The Hunger Games | Film reviews, news & interviews
The Hunger Games
Compelling adaptation of Suzanne Collins's dystopian teen drama is emphatically not about young love
Given the numerous and now pretty tiresome comparisons that pundits and punters alike have drawn between the Hunger Games trilogy and the inexorable Twilight saga, it’s worth taking a moment to imagine how the franchises’ respective heroines might get on if they actually met. One can’t imagine they’d see eye to eye on much.
The Hunger Games’ fiercely self-reliant Katniss Everdeen is a 16-year-old with the weight of a broken world on her stoical shoulders, fighting tooth and nail to protect her family from starvation and violent oppression. Twilight’s meek, passively dependent Bella Swan is a 16-year-old preoccupied solely with the question of which man she should devote her life to. In all likelihood, their meeting would end with Bella getting an arrow through the eye.
Her father dead, her mother lost in near-catatonic depression, Katniss – played here with earthy nuance by Jennifer Lawrence – has learned to hunt and barter to put food on her family’s table. It’s a challenging prospect in the dystopian surroundings of Panem, a country that was once North America but now consists of 12 districts ruled over by a despotic Capitol. The eponymous Games are an annual event in which one boy and one girl from each district are randomly selected to compete in a battle to the death, televised in the style of a reality show. If you’re wondering where you’ve seen this premise before, try brash Japanese shocker Battle Royale or the blackly satirical Series 7: The Contenders. When her beloved younger sister Prim is selected for the Games at the none-too-reassuringly named Reaping ceremony, Katniss volunteers to take her place.
Director Gary Ross (incongruously best known for the sugar-coated Seabiscuit) and his director of photography Tom Stern (Clint Eastwood’s regular DoP for the past decade) establish a shrewd visual contrast between the muted blues and greys of District 12, where Katniss leads a hand-to-mouth existence, and the garish neons of the television studio into which she’s later thrust.
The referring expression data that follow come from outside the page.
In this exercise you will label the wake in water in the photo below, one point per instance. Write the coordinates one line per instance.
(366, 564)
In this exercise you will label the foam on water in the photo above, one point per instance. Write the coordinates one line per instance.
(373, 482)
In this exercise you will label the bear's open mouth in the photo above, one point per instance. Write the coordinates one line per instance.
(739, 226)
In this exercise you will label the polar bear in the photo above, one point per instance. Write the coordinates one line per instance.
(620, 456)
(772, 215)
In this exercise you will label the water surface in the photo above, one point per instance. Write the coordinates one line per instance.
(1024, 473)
Each contestant is primped and styled for the cameras, expected to charm the crowd in a talk-show interview before being led to the slaughter. “It’s a very interesting mix this year,” muses host Caesar Flickerman (Stanley Tucci), a piece of pre-game analysis exemplifying the film’s dead-on portrayal of the dynamics of reality television.
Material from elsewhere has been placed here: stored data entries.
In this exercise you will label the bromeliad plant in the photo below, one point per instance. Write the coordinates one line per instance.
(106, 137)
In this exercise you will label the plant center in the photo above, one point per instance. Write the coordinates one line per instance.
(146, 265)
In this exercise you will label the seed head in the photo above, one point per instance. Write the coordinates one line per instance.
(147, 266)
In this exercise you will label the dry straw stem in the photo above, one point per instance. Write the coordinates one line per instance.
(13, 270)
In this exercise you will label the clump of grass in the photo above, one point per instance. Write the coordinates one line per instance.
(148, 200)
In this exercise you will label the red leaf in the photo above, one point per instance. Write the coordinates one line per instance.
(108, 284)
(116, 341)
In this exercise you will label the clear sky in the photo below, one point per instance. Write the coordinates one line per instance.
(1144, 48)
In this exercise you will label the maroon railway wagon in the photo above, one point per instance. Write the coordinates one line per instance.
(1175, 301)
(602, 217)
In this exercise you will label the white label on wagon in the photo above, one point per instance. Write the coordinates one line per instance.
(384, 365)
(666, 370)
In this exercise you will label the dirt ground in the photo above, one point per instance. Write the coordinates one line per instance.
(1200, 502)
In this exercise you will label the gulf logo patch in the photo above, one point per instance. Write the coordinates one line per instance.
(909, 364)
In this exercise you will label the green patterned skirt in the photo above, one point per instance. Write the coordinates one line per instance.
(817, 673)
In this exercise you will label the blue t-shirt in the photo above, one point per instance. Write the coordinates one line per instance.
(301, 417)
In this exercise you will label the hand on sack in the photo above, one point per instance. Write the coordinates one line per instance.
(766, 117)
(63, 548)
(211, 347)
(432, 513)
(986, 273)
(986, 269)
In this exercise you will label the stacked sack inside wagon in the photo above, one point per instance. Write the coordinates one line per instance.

That said, there are political resonances that don’t survive the page-to-screen translation. One of author Suzanne Collins’s most potent and disturbingly plausible ideas is barely mentioned here – that of the “tesserae”, a system by which poorer citizens can choose to have their name entered into the Hunger Games ballot more times, thus increasing their chances of being picked, in exchange for extra food.